In the early 1940s, as America goes to war, LAPD and Army intelligence officer Dudley Smith senses an opportunity. The cunning and ruthless Irish cop conspires to smuggle drugs as well as Japanese and Mexican laborers into the U.S. in military vehicles. His scheming is aided by a Tong boss restaurateur, a high-ranking Mexican Sinarquista, and by Hideo Ashida, a closeted and conflicted Japanese-American LAPD chemist. To thwart Dudley, his more straight-laced but equally ambitious rival, LAPD captain Bill Parker, recruits forensic biologist/Navy officer Joan Conville to work alongside and keep tabs on Ashida. Though distrustful of one another at first, a series of discoveries brings them closer together and puts them – as well as Dudley and LAPD officer Elmer Jackson – in pursuit of a Communist-Fascist conspiracy and a cache of stolen gold.
            The second book in James Ellroy’s Second LA Quartet, This Storm is all but inaccessible without having read the first book (2014’s Perfidia) and requires a decent understanding of WW II-era history to boot.

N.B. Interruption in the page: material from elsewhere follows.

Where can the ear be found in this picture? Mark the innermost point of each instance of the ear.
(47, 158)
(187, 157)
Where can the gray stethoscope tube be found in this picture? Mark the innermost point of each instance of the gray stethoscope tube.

A sprawling, character-laden six-hundred-plus page exploration of Ellroy’s favorite subject (mid-century American corruption), This Storm will appeal to a narrow band of patient, strong-stomached readers, and even then, it will test their commitment.
            As with Ellroy’s previous oeuvre, This Storm breathlessly catalogues the violence and sleaze lurking behind the veneer of respectability. Not only do characters like Dudley eradicate the lines between cops and criminals, but politicians and entertainers (chiefly, the real-life Fletcher Bowron and Orson Welles) are painted as indulgent and corruptible. “Fifth column’s fifth column” pops up as a refrain, and it works to capture the greed and thuggery that unite partisans of widely differing political stripes.
            All of this is delivered in Ellroy’s rapid-fire staccato style, which is as much a curse as a blessing. On the one hand, it suits the subject matter well and keeps a long book from being unbearably longer. On the other hand, it stands in the way of characters developing their own voices (excerpts from the journal of police pal Kay Lake notwithstanding). This is a shame because Ellroy has finally diversified his protagonists. The familiar corrupt white cop battling a greater evil is still present here in the form of Elmer (a redneck running a prostitution ring who foreswears white supremacy and murder), but Joan (who plays Bill and Dudley against one another as she looks for a means to avenge her father) and Hideo (whose growing attraction to Dudley clashes with his growing sense of guilt from enabling him) allow for new stories to be told. And yet, they are only fleshed out as much as the plot demands them to be, which is often not nearly enough.
            This Storm takes its name from a fabricated quote by W.H. Auden. “This storm. This savaging disaster” is repeated by various characters within the book, and it’s tempting to see it as a description of the text (relentless and unyielding as it is) itself. However, another frequent phrase is actually a better fit. “It’s all one story,” Joan notes as her cases begin to converge. Here, too, Nazism, Communism, theft, and murder are all viciously intertwined, to the detriment of anything else worth focusing on.